Mönchengladbach. Wegen eines Messer-Angriffs in einer Viersener Unterkunft wurde Yousef S. am Freitag vom Landgericht zu zwei Jahren und zehn Monaten Haft verurteilt. Nachdem er das Gericht lange Zeit genarrt hatte, gab der algerische Asylbewerber in letzter Minute zu, bereits 23 Jahre alt zu sein. Da sein Opfer ausreisepflichtig und nicht mehr auffindbar war, konnte seine Darstellung, er sei nach seinem „Blutrausch“ wieder von der Tat zurückgetreten, nicht widerlegt werden.

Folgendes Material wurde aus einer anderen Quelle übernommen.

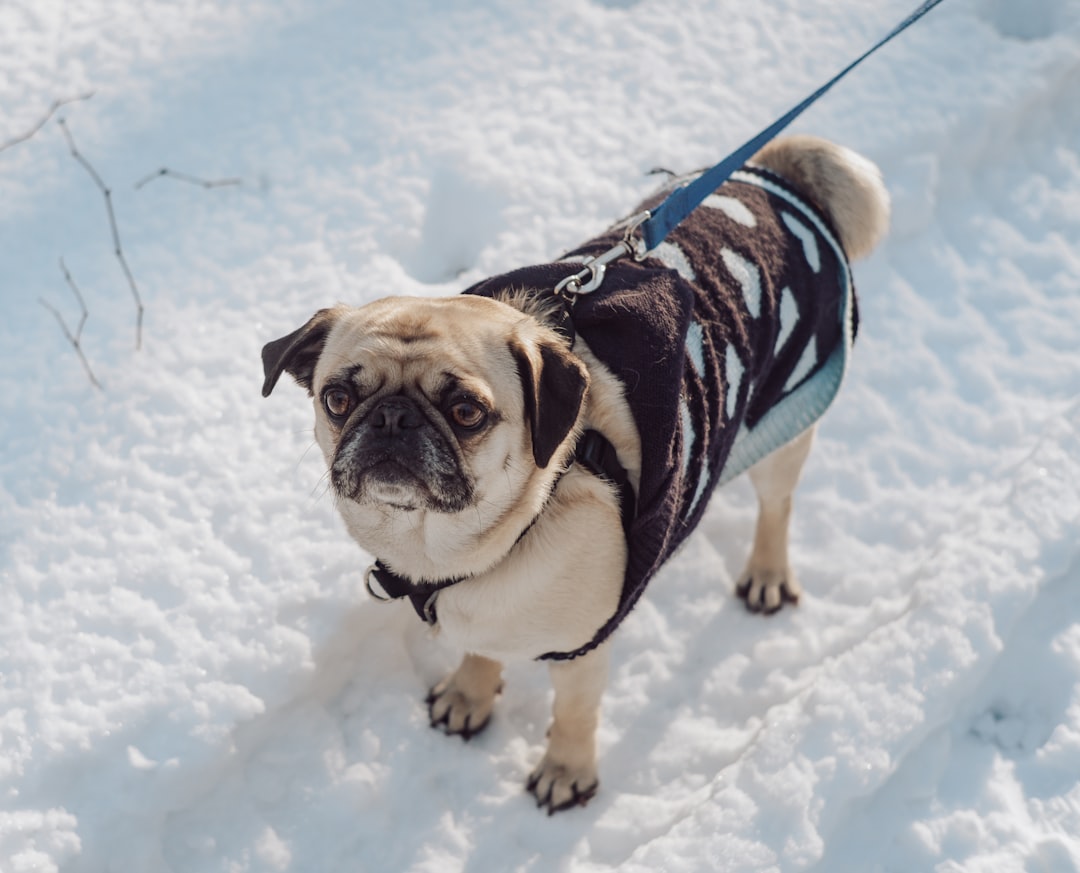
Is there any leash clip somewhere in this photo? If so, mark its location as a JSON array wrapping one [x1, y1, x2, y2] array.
[[553, 210, 650, 306], [364, 564, 393, 603]]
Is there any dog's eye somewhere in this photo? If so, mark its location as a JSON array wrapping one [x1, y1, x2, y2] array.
[[323, 388, 352, 418], [450, 400, 487, 430]]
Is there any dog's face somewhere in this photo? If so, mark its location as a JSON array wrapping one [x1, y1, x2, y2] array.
[[262, 296, 588, 576]]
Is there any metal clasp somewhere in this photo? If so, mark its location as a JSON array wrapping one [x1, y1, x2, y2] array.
[[364, 564, 393, 603], [554, 210, 650, 306]]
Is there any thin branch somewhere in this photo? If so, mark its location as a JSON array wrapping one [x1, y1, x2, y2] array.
[[135, 166, 244, 191], [0, 91, 94, 151], [56, 118, 143, 350], [38, 258, 102, 390]]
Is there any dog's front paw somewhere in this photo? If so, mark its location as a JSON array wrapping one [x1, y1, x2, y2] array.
[[735, 565, 802, 615], [526, 752, 599, 816], [428, 655, 502, 740]]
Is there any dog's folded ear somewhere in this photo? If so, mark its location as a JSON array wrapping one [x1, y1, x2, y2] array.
[[262, 309, 339, 398], [510, 343, 589, 468]]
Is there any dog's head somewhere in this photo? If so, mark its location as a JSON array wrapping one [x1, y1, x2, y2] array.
[[262, 296, 588, 574]]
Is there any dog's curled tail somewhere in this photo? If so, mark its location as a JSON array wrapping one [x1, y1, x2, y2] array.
[[752, 136, 889, 260]]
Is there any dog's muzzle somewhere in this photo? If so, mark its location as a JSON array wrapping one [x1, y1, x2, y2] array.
[[330, 394, 472, 512]]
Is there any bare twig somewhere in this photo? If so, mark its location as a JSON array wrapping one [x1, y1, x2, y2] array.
[[38, 258, 102, 390], [0, 91, 94, 151], [135, 166, 244, 190], [56, 118, 143, 349]]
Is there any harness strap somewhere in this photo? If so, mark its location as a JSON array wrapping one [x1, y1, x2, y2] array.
[[364, 430, 637, 624]]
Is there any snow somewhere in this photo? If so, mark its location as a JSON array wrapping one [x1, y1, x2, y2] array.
[[0, 0, 1080, 873]]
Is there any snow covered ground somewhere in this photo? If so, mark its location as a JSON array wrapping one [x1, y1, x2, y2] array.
[[0, 0, 1080, 873]]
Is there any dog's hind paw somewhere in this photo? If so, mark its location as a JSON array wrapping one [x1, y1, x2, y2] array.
[[735, 567, 802, 615], [525, 755, 599, 816]]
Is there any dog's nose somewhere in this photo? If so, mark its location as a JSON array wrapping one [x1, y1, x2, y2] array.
[[368, 394, 424, 437]]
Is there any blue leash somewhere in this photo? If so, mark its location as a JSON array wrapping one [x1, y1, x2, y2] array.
[[555, 0, 942, 301], [642, 0, 942, 250]]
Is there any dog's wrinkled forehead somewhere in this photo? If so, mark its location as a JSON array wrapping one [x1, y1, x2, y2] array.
[[314, 297, 522, 399]]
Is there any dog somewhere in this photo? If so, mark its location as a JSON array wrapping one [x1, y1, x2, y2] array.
[[262, 136, 889, 814]]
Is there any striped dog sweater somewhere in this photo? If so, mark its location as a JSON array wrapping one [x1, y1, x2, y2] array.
[[464, 164, 858, 660]]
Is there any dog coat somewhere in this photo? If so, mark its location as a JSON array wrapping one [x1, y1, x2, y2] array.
[[464, 165, 858, 660]]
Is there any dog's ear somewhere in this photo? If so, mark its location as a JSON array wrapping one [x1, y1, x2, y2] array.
[[262, 309, 339, 398], [510, 343, 589, 467]]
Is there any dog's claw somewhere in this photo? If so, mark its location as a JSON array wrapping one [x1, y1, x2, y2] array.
[[735, 569, 802, 616], [525, 764, 599, 816], [424, 686, 491, 742]]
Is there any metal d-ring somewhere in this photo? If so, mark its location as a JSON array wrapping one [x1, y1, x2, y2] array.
[[364, 564, 393, 603], [554, 210, 649, 306]]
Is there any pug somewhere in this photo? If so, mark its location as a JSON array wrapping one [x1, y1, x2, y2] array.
[[262, 137, 889, 814]]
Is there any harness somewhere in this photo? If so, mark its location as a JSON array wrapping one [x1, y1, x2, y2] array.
[[356, 0, 942, 660]]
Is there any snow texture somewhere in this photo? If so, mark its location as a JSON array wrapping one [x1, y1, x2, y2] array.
[[0, 0, 1080, 873]]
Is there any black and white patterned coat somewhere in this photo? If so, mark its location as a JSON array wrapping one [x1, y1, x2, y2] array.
[[465, 165, 858, 659]]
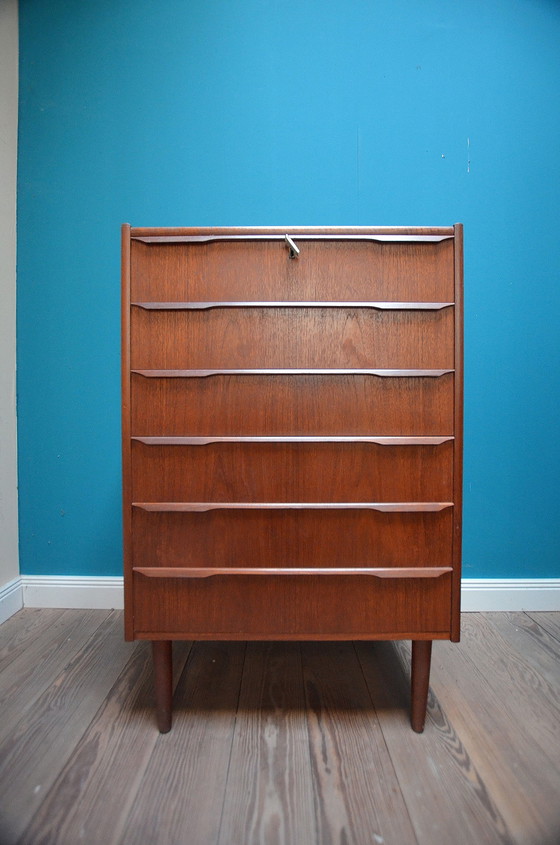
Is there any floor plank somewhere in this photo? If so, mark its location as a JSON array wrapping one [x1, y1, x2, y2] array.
[[0, 610, 110, 743], [356, 642, 512, 845], [484, 612, 560, 701], [0, 613, 130, 840], [22, 642, 192, 845], [0, 610, 560, 845], [0, 607, 64, 672], [121, 643, 245, 845], [302, 643, 417, 845], [219, 642, 317, 845], [528, 611, 560, 642], [397, 628, 560, 845]]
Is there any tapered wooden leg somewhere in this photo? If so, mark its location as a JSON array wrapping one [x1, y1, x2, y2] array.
[[410, 640, 432, 733], [152, 640, 173, 734]]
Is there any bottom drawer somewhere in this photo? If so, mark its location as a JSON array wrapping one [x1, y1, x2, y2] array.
[[128, 573, 451, 639]]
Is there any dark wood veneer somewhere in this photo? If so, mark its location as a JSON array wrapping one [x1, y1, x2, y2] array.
[[122, 225, 463, 731]]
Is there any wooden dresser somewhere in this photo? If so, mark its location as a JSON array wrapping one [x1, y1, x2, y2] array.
[[122, 224, 462, 731]]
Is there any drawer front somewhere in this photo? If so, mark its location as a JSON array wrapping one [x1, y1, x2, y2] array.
[[132, 508, 453, 568], [132, 441, 453, 502], [131, 239, 454, 302], [131, 307, 454, 370], [133, 575, 451, 639], [131, 373, 454, 437]]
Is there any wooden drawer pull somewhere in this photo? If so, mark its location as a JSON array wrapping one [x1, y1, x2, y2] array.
[[131, 369, 455, 378], [134, 566, 453, 578], [132, 232, 454, 244], [130, 300, 455, 311], [131, 435, 455, 446], [132, 502, 453, 513]]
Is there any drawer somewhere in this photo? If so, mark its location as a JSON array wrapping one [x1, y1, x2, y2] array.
[[129, 574, 451, 639], [131, 373, 453, 436], [131, 236, 454, 302], [132, 507, 453, 568], [131, 306, 454, 370], [132, 439, 453, 502]]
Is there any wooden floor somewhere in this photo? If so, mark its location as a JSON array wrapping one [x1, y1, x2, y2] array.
[[0, 609, 560, 845]]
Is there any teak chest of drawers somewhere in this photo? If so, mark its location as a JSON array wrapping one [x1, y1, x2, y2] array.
[[122, 224, 462, 731]]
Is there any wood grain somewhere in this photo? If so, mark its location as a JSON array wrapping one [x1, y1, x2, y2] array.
[[132, 441, 453, 503], [395, 636, 560, 845], [131, 234, 454, 302], [301, 643, 414, 845], [0, 609, 560, 845], [130, 307, 454, 370], [0, 610, 109, 742], [22, 640, 192, 845], [122, 643, 245, 845], [132, 508, 453, 567], [356, 643, 514, 845], [131, 373, 453, 437], [219, 643, 317, 845], [0, 611, 131, 841]]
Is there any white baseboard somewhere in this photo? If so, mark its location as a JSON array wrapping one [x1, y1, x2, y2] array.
[[0, 575, 560, 622], [21, 575, 124, 610], [461, 578, 560, 613], [0, 576, 23, 625]]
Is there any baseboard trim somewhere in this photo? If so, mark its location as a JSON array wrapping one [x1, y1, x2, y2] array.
[[461, 578, 560, 613], [21, 575, 124, 610], [0, 575, 560, 623], [0, 575, 23, 625]]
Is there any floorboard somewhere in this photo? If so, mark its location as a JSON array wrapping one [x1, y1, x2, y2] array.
[[0, 609, 560, 845], [219, 643, 317, 845], [357, 642, 512, 845]]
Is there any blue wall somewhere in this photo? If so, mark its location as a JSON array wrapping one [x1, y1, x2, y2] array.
[[18, 0, 560, 577]]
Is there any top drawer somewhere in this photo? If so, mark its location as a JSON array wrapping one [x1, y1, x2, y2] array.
[[130, 235, 454, 302]]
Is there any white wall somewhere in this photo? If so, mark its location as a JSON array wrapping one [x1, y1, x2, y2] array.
[[0, 0, 19, 592]]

Lange Zeit zeigte die Öffentlichkeit kein Interesse an dem am 25. Januar begonnenen Prozess gegen Yousef S. Dem algerischen Asylbewerber wurde versuchter Mord vorgeworfen, weil er am 28. Juli 2018 in einer Flüchtlingsunterkunft in Viersen mit einem Messer auf einen schlafenden Mitbewohner eingestochen hatte.
Am Freitag aber fanden acht Schüler der „Rechtskunde AG“ des Clara-Schumann-Gymnasiums in Viersen den Weg in den größten Sitzungssaal des Mönchengladbacher Landgerichts. Begleitet wurden die interessierten Schüler von einem Anwalt, der ihnen fachkundige Erläuterungen gab. Und die Schüler erlebten sofort jene Posse, die diesen Prozess von Beginn an überschattet hatte: „Es geht nach wie vor um die Frage: Wer ist der Angeklagte?“, ging Lothar Beckers sofort in medias res.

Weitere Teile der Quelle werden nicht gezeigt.